The city of Guangzhou rests at the border of the Pearl River Delta and the South China Sea and is the capital of Guangdong, China’s most populous and prosperous province. As one of the largest economic centers and entrepots in the region—a role dating back to the formation of the Silk Road—the city has undergone a developmental frenzy in the last half-century, which, in recent years, has fueled the construction of state-of-the-art cultural facilities. Scheduled to open this year, the Sunac Guangzhou Grand Theatre designed by London-based firm Steven Chilton Architects (SCA) and the Beijing Insitute of Architectural Design (BIAD), is one such project, and entrances with an undulating facade of tessellated red aluminum panels.
The riotous facade encloses a 2,000-seat theater and, as that function demands, is largely windowless save for the lifted entrance and service portals found at the ground floor. This impenetrable quality provided the architectural team an opportunity to treat the facade as canvas, which led to their collaboration with artist Zhang Hongfei.

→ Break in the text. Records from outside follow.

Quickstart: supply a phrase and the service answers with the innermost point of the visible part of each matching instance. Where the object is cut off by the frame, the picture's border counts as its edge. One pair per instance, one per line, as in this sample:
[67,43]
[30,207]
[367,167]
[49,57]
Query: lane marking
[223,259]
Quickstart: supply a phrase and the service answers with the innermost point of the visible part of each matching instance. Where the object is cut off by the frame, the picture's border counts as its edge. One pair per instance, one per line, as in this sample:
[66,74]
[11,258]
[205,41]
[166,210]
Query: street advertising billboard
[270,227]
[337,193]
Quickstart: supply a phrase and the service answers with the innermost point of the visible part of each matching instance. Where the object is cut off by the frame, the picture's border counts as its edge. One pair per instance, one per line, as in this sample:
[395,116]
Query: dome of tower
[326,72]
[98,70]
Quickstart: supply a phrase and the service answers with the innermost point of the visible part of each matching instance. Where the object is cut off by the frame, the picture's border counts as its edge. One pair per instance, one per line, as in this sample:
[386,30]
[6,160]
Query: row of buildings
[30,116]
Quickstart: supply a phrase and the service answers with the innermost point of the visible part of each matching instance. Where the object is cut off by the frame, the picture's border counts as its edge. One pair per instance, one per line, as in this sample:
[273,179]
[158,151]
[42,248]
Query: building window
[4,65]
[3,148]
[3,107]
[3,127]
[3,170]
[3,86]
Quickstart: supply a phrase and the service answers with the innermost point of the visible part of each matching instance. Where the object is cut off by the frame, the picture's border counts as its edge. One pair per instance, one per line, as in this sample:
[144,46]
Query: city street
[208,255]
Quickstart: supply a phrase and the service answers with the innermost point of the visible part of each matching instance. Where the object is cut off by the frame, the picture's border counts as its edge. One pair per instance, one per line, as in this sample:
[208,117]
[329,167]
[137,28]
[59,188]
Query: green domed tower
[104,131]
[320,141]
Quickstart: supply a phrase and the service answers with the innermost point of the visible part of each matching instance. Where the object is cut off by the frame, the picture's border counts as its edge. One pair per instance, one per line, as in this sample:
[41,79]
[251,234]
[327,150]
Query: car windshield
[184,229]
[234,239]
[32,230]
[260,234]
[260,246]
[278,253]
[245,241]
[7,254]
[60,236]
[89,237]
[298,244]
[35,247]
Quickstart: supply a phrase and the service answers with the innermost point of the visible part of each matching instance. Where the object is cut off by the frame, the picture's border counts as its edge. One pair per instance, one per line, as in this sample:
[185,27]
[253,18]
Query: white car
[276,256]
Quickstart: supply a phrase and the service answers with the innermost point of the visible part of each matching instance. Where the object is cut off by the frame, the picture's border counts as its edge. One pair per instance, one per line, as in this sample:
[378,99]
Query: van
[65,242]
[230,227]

The imprint draped across the facade is a conceptual interpretation of the popular local myth 100 Birds Paying Home to the Phoenix and, in a further bid to evoke the region’s history, follows the compositional style of tapestries and ornamental robes.
SCA’s design for the theater is, in many ways, an exposition of technical know-how and advanced digital modeling, prerequisite skills required to handle the geometry of 14,600 triangular panels each measuring approximately 6’6″ by 3’4″. “The form of the building was determined in tandem with the internal layout: once we had established the number of openings into the building we were able to set up a generic version of the model and fix the number of folds in the surface to 10,” said SCA director Steven Chilton. “Once we had a version of the pattern projected onto a cylinder, we positioned it around the building geometry and reprojected the pattern horizontally onto the panels.”
Facade consultant King Glass Engineering, based in neighboring Shenzhen, and Guangzhou manufacturer Golden Curtain Wall Engineering, developed the facade detailing following the design development phase, which included a 3D model showing the positioning of the triangular aluminum panels, weather barriers, and the structural centerlines.
“The legibility of the design as it crosses each panel was down to the skill of the steelworker, painters, and installers,” continued Chilton. “Each node allowed a limited amount of flexibility, so it was critical that the geometry and accuracy of the install on-site be carried out to a high standard.”